To Sir with Love

#1

Cecilie and Shelley

Cecilie and Shelley

mystery of mysteries

born from the ocean of boundless generosity

a warm light shining through from the other side


victorious, namgyal  

piercing the mind

deepening, widening, stretching

us into wisdom


his vivid clarity

opening doors invisible to the concealed eye

a knowing engulfs me

teaches me, revealing the healing life force 

and unleashing a vow

of loving kindness

his compassion rides on waves

radiant essence

free

engaged

unlocking what is

and has always been

primordial presence

building confidence 

and wonder


your torch is alive, it is burning, burning, burning

until the fire is without flame

#2

I met Namgyal Rinpoche in 1987, during a time of crisis, and hoped that he could help me heal. In fact, I asked him straight out. I asked him to trust me and to accept me as his student. He said, “Come back in twenty-five years and ask again. In the meantime, just do the work.” I said I would. Thing is, every time I went to do a retreat or came to see him (to do the work), I was physically challenged it seems by just about everything. I don’t know if you ever experienced anything like this, but one time on route to the DCC my car died. On another occasion the transmission broke. Once on Highway 121 the muffler of my car fell off. Another time, I was caught in a snow blizzard and had to drive with the door open along Country Road 2 so I wouldn’t drive into a ditch. 
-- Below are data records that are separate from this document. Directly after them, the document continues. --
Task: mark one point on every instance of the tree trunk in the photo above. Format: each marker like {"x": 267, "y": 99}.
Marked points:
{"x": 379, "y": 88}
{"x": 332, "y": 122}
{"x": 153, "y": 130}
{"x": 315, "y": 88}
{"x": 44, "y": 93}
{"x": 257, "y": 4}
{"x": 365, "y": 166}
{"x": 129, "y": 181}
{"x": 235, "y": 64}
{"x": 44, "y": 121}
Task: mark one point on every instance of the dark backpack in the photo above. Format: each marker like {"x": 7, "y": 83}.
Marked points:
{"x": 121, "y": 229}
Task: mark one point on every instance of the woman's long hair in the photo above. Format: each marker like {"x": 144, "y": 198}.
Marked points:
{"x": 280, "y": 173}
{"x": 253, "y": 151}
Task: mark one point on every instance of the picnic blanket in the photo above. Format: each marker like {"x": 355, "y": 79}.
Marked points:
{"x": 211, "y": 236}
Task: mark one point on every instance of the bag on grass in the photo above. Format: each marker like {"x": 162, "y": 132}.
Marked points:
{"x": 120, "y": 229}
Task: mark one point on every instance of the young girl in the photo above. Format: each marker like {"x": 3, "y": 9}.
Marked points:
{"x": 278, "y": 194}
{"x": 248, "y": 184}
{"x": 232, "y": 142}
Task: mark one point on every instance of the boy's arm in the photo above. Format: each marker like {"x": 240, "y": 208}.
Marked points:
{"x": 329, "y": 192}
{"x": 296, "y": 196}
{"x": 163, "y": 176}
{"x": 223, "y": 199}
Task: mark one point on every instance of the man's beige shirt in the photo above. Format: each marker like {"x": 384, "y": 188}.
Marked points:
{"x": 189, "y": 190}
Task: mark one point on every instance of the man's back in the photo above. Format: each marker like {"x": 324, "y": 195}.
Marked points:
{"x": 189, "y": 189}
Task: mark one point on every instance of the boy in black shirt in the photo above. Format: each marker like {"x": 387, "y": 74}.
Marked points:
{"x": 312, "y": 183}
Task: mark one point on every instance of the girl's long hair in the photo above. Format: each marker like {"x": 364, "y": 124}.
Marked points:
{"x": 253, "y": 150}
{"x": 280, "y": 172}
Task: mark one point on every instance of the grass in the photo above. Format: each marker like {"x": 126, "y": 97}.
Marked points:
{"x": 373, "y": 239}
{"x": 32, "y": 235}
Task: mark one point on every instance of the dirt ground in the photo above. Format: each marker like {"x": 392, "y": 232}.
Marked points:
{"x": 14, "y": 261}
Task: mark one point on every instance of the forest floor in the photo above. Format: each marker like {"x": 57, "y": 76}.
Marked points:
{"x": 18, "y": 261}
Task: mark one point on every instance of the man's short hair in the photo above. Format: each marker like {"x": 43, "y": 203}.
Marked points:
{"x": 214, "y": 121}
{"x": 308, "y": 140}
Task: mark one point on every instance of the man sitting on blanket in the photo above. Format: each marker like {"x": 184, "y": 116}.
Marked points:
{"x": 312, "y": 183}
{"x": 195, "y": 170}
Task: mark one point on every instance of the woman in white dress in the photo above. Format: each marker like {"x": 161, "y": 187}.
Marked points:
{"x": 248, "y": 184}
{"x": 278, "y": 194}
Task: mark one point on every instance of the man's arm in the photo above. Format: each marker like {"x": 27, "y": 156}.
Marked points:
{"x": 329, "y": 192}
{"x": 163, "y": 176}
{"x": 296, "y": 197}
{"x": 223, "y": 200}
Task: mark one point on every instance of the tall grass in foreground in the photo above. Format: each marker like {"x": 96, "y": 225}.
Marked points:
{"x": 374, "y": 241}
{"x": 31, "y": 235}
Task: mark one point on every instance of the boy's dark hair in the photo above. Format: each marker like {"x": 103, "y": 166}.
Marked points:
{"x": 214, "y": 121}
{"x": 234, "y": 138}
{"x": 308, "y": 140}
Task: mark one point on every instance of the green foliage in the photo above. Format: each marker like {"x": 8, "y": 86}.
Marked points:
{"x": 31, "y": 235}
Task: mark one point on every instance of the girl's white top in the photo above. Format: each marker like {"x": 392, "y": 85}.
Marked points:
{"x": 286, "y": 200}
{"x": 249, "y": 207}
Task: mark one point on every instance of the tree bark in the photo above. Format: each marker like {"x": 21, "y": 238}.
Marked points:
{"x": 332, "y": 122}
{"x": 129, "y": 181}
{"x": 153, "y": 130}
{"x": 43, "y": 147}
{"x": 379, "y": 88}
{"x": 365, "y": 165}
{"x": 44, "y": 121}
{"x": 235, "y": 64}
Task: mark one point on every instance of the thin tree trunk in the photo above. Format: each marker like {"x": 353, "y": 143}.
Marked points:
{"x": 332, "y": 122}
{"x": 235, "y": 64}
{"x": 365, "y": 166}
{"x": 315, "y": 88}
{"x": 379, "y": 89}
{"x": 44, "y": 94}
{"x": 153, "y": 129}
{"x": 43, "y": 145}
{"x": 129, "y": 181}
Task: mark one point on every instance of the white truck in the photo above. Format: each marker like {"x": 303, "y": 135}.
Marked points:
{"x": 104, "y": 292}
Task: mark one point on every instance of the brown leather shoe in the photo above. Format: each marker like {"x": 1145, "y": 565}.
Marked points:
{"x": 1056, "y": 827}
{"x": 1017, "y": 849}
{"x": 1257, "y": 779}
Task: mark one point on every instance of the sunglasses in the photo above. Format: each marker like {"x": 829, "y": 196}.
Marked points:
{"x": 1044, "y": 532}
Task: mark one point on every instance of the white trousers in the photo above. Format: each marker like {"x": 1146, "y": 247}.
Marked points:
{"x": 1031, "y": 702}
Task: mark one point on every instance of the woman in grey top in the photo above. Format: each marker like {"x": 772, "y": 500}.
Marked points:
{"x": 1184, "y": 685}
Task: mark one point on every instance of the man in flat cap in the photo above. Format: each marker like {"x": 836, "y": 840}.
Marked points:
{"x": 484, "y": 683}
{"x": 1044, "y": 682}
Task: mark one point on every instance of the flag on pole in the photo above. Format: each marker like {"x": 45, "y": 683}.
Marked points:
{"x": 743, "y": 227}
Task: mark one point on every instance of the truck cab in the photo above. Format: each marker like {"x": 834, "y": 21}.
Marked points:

But, what also happened in those challenging times is that Tara and Vajrasattva visited. They were there on my shoulders, in my rear view, and in my heart — and with focus, interest, and confidence Namgyal and his presence in my mind-stream taught me how to transform arrows into roses. He taught me to dive into struggle with skill and means, and soldier on. He showed me how to develop awareness. 

Then one day I realized we are the dharma, there is no separation — there are only sustained or unsustained moments of recognition. What a precious gift. It has been more than twenty-five years and he did accept me completely as his student — and for this I will always have unending love, gratitude, and devotion.

#3

It was 1989, during the third year of the academy at the Dharma Centre, and I was honoured one day with a request to prepare a special breakfast for my beloved teacher, Namgyal Rinpoche, as his birthday was nearing. I took pride in preparing everything perfectly. Spices just so. Konji cooked as requested. Ready for delivery. With that done, I went for a walk to prepare my mind before class, and on the way Pride decided to come along on the walk with me. As always, class was luminous; I was bright, clear, and in a loving state thinking that this was the perfect moment, the perfect place. I was in love with love, and ready to awaken (ha!). At the end of that class, Namgyal Rinpoche invited some people to dinner at his home. I had witnessed this invitation many times before. But he didn’t invite me!

As I walked back to the main house, Desire and Clinging decided to came along for the walk. And then, Jealousy joined us. By then, I had a whole group of friends on that walk! As I got nearer to the main house, Anger joined, walking by my side, and though I tried to shoo them all away they remained. I kept repeating the question ‘why doesn’t he ever invite me?' 

At that very moment, Terry and Rinpoche pulled up in the Toyota, opened the window of the car and waved me over. Rinpoche said, “Shelley, if you want to come for dinner you will have to learn to ask. If you want something you need to speak up.” I stood there in silence, amazed. I took a deep breath and asked, “Sir, may I come for dinner?” “Yes," he said, "come tonight and choose two friends to bring with you.” 

Now I walked away with Generosity by my side. I chose two new students who had never been to the DCC before and who I knew were eager to meet Namgyal Rinpoche. Generosity and the karmic seeding of that choice have since sprouted in numerous and uncountable ways, as the future has revealed. My beloved teacher was unravelling threads of a weaving already sewn. I celebrate your birthday today and always.